Eric Malikyte, Echoes of Olympus Mons. Self-published, 2019. Pp. 270. ASIN B07MCMD2GN. $11.99/$3.02.
Reviewed by Andy SawyerGeraldo “Hal” Leon and his roommate Akio Sato, students at Olympus One (a Martian University) have invented a kind of camera that detects dark matter. Not only do they face the opposition of their hidebound teachers, they find that they have somehow summoned a kind of consciousness that proceeds to slay their fellow-students and staff. Are the shapes that they see a kind of re-creation of something traumatic that happened to Mars?

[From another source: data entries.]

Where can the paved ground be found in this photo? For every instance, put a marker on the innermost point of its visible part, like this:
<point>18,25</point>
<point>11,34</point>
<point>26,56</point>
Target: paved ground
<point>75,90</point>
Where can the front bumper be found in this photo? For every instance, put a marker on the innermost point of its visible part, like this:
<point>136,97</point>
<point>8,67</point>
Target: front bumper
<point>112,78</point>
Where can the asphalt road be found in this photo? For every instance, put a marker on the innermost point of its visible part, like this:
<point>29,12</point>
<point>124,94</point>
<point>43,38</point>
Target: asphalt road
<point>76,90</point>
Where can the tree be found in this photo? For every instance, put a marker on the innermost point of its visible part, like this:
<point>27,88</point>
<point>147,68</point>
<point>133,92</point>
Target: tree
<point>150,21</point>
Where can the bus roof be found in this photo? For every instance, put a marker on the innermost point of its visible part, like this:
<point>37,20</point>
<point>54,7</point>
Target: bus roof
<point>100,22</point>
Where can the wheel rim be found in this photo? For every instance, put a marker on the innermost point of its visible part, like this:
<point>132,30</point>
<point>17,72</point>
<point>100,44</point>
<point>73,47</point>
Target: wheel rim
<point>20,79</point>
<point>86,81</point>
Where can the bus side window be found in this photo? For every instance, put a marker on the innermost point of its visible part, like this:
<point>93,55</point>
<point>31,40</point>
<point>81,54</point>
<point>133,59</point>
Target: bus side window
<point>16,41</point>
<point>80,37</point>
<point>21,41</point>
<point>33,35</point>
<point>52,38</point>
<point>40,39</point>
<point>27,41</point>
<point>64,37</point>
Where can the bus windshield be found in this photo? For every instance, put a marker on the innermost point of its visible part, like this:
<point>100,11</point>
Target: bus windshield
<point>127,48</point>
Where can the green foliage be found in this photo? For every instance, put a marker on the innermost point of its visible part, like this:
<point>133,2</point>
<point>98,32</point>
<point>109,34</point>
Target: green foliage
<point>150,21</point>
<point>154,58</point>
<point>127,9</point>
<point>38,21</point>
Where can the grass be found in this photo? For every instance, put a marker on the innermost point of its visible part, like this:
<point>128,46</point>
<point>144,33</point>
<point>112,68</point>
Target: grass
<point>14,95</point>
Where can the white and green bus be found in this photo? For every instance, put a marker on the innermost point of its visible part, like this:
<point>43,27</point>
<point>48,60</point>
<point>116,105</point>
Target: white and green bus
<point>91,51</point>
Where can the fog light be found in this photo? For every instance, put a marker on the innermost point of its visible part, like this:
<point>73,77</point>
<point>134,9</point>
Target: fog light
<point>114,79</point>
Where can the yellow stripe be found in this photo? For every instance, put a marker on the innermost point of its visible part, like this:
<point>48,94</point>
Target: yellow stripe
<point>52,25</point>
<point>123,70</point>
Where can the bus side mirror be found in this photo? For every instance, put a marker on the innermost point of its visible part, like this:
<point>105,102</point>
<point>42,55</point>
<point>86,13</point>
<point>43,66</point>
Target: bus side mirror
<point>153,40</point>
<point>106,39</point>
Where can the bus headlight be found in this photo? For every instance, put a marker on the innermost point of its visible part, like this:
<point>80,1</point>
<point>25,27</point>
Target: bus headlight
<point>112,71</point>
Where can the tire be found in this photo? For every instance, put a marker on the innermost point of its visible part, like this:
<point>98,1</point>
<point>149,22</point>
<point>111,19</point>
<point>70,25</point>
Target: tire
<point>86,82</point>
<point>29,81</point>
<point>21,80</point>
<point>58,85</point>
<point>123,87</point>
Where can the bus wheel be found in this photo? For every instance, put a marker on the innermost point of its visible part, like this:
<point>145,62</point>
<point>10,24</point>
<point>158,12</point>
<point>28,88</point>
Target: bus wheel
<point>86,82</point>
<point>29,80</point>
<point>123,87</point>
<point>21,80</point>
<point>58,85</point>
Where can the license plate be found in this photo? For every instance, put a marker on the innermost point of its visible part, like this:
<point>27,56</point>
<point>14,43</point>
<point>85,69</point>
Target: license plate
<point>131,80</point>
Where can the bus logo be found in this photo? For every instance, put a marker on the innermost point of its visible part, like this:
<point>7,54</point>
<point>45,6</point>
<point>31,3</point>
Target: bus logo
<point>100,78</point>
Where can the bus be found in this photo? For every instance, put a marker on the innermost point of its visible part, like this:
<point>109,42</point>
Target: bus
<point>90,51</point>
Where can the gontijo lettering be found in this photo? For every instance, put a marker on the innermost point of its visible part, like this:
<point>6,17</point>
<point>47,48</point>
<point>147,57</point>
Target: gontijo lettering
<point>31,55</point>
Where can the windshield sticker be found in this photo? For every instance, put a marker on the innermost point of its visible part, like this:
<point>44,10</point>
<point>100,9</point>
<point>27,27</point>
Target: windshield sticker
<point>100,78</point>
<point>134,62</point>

In some ways, this is an ingenious reworking of stories that present hauntings and “supernatural” visitations as reflections or recordings, of which the classic example is probably Nigel Kneale’s TV play The Stone Tapes. Hal wonders whether “this was the proof that every ghost story in the world was nothing more than an elaborate interaction between non-local consciousness and concentrations of dark matter? … What if [the Martians’] final moments were so traumatic that they were forever recorded in the dark matter that permeated Mars?” But the eerie oscillation between the uncanny and the scientific which Kneale managed is absent from Echoes of Olympus Mons, partly because its Martian setting flags too vividly that this is a science fiction novel. While it might sound unfair to compare Echoes to The Stone Tapes (after all, Kneale was probably the greatest television dramatist to work in SF, and much of the effect of his work depends on the way he understood, even pioneered, the ambiguity of television drama), the point is a more fundamental one. Can we have such a thing as a supernatural/science fiction fusion? Some horror/sf crossovers work. There is, of course, Lovecraft and some of Arthur Machen, and certain stories written in what used to be called the “New Weird”, such as China Mieville’s “The Tain”. But while there are graphic-horror elements to Echoes the supernatural implications soon dissipate. There are strong religious elements in the background: at times the mantis-like creatures which seem to be part of the dark-matter continuum are fused with visions that stem from Hal’s reaction to his fundamentalist-Catholic upbringing, but here, too, the mixture doesn’t quite cohere.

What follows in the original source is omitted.